Case Report: 13 year-old African American girl with past medical history of hemoglobin SS disease and alpha thalassemia who presented with encephalopathy and headache. MRI showed T2/FLAIR enhancing lesions with diffuse leptomeningeal enhancement involving the basal cisterns and spinal cord. Infectious and inflammatory etiologies were pursued but unrevealing. Encephalopathy and headache resolved the next day. The patient was discharged and lost to follow up. Five months later she presented with similar symptoms. Repeat MRI showed mild progression of disease, which prompted meningeal biopsy.

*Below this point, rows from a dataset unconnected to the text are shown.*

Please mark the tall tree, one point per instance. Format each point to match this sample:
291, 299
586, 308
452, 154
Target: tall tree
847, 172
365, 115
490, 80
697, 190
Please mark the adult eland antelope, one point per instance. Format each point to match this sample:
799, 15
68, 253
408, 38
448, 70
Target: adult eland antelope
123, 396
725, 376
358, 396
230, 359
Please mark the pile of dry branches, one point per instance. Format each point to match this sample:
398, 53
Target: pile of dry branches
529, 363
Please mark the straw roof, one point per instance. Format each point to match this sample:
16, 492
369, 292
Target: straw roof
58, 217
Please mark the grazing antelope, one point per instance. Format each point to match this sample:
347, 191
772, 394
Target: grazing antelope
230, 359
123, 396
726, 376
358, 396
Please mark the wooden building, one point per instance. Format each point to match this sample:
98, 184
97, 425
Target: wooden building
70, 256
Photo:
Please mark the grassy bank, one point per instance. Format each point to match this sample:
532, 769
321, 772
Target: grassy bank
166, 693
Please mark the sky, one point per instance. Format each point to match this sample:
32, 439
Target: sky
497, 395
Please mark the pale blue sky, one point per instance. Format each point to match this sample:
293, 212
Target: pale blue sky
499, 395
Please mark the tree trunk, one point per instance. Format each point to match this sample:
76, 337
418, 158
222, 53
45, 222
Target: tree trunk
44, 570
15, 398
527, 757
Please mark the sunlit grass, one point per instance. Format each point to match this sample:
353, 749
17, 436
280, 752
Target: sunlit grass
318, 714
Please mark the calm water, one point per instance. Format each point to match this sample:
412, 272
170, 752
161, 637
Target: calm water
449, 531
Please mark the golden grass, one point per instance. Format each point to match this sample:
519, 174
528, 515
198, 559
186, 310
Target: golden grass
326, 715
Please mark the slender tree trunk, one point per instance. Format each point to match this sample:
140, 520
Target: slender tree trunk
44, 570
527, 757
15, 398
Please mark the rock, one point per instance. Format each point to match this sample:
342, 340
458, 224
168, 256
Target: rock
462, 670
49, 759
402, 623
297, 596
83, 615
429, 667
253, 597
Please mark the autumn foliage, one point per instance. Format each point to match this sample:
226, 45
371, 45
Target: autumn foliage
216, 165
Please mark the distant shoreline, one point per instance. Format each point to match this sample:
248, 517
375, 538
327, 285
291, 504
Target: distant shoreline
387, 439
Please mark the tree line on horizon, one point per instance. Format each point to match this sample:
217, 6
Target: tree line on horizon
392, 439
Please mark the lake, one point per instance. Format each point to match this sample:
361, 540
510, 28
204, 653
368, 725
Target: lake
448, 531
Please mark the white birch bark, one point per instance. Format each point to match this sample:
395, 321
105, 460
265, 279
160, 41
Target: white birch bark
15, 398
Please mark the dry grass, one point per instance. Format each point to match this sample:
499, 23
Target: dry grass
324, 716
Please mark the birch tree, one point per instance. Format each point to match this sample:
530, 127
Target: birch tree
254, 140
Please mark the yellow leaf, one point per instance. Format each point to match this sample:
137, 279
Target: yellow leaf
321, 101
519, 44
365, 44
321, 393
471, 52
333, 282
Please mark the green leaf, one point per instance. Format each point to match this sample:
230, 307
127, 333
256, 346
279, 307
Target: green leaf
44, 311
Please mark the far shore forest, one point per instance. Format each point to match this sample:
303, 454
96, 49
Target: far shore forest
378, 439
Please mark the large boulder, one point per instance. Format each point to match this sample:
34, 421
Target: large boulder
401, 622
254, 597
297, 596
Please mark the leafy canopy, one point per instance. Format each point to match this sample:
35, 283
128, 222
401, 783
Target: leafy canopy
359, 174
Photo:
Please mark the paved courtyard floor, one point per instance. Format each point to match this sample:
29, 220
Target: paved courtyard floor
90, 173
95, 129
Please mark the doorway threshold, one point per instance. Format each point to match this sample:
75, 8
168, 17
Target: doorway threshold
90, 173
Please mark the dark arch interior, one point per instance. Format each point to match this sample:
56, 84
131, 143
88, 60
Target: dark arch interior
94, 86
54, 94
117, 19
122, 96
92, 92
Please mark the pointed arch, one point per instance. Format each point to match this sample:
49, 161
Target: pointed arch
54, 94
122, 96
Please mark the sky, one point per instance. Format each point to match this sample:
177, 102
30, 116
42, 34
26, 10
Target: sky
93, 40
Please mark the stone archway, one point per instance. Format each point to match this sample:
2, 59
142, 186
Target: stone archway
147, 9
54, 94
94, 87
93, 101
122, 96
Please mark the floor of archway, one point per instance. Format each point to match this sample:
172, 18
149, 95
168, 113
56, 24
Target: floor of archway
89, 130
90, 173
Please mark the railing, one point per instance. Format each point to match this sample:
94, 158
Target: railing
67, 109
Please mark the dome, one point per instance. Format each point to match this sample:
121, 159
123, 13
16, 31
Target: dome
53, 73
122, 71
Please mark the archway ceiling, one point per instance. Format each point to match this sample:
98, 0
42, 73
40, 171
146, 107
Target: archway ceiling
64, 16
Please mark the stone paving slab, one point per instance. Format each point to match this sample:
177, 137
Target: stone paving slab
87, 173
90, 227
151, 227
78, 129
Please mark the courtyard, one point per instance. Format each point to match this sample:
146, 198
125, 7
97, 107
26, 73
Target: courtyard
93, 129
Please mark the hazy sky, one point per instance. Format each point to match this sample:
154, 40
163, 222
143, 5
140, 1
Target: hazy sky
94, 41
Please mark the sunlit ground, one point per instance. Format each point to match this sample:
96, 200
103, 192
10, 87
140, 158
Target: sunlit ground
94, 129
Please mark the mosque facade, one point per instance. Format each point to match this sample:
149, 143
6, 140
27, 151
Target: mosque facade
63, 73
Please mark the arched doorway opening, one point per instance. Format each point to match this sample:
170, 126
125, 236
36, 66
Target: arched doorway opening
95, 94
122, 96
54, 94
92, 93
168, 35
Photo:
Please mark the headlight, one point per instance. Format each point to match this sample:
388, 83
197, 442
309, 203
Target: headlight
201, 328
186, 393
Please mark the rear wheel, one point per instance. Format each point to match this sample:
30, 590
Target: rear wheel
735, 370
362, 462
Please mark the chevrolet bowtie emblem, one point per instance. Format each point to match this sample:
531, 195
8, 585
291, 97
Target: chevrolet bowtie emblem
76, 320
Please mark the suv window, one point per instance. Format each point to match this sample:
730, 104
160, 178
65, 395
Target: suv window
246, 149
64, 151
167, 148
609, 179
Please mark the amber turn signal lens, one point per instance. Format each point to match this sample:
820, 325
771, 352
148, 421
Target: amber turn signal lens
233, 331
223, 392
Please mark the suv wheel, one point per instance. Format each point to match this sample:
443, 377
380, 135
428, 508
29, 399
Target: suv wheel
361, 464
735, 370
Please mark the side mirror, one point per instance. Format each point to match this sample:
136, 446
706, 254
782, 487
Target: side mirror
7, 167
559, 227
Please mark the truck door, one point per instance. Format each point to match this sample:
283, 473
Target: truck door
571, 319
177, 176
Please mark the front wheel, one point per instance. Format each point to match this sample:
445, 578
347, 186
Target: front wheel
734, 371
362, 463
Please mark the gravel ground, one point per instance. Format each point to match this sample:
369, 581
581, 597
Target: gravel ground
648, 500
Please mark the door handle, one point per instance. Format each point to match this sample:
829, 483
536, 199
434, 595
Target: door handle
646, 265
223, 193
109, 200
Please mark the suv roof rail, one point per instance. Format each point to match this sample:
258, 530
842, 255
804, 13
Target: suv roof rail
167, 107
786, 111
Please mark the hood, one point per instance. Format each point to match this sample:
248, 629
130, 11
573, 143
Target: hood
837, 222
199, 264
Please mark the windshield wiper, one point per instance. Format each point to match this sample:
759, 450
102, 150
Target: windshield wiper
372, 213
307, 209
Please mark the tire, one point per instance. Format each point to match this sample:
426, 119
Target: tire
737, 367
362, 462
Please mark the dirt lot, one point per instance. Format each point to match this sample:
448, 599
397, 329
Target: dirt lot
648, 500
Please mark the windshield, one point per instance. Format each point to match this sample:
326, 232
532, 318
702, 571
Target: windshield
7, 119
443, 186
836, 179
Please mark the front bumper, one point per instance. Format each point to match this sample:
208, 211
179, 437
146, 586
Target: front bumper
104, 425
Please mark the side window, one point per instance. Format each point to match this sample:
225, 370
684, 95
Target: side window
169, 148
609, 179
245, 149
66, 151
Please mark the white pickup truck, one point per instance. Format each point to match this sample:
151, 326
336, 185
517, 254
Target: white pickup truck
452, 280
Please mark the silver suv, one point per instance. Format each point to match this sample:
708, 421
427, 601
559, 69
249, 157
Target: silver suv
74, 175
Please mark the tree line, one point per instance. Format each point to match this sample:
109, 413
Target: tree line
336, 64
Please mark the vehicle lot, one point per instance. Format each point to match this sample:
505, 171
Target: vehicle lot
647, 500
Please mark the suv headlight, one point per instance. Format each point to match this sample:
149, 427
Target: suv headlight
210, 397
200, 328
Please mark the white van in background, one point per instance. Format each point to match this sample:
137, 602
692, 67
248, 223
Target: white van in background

Biopsy showed monomorphous cells with round nuclei and clear cytoplasm positive for GFAP, S-100 and synaptophysin, consistent with DLGNT. IDH was non-mutated and there was insufficient sample to identify MGMT methylation and 1p19q deletions.

She was treated with temozolomide. Repeat MRI at three and six months showed no progression of disease. She has remained neurologically intact for eight months.

 

Given the patient's slow progression of disease and African American ethnicity, the leading diagnosis was initially sarcoidosis. A meningeal biopsy was fundamental in order to avoid misdiagnosis and erroneous management. Although rare, DLGNT should be in the differential for leptomeningeal disease especially in slowly progressive pediatric cases. Temozolomide is a reasonable chemotherapy option, but more studies are necessary to define a standard approach in these patients.

 

Authors/Disclosures
Mayra Montalvo Perero, MD (University of Florida)
PRESENTER
Dr. Montalvo Perero has received personal compensation in the range of $500-$4,999 for serving as a Consultant for TG THERAPEUTICS. Dr. Montalvo Perero has received personal compensation in the range of $5,000-$9,999 for serving on a Scientific Advisory or Data Safety Monitoring board for AMGEN.
Sasmit Sarangi, MD, MBBS (Rhode Island Hospital/Brown University) The institution of Dr. Sarangi has received research support from Fore biotherapeutics.
Alexander Mohler, MD (Vanderbilt University Medical Center) Dr. Mohler has nothing to disclose.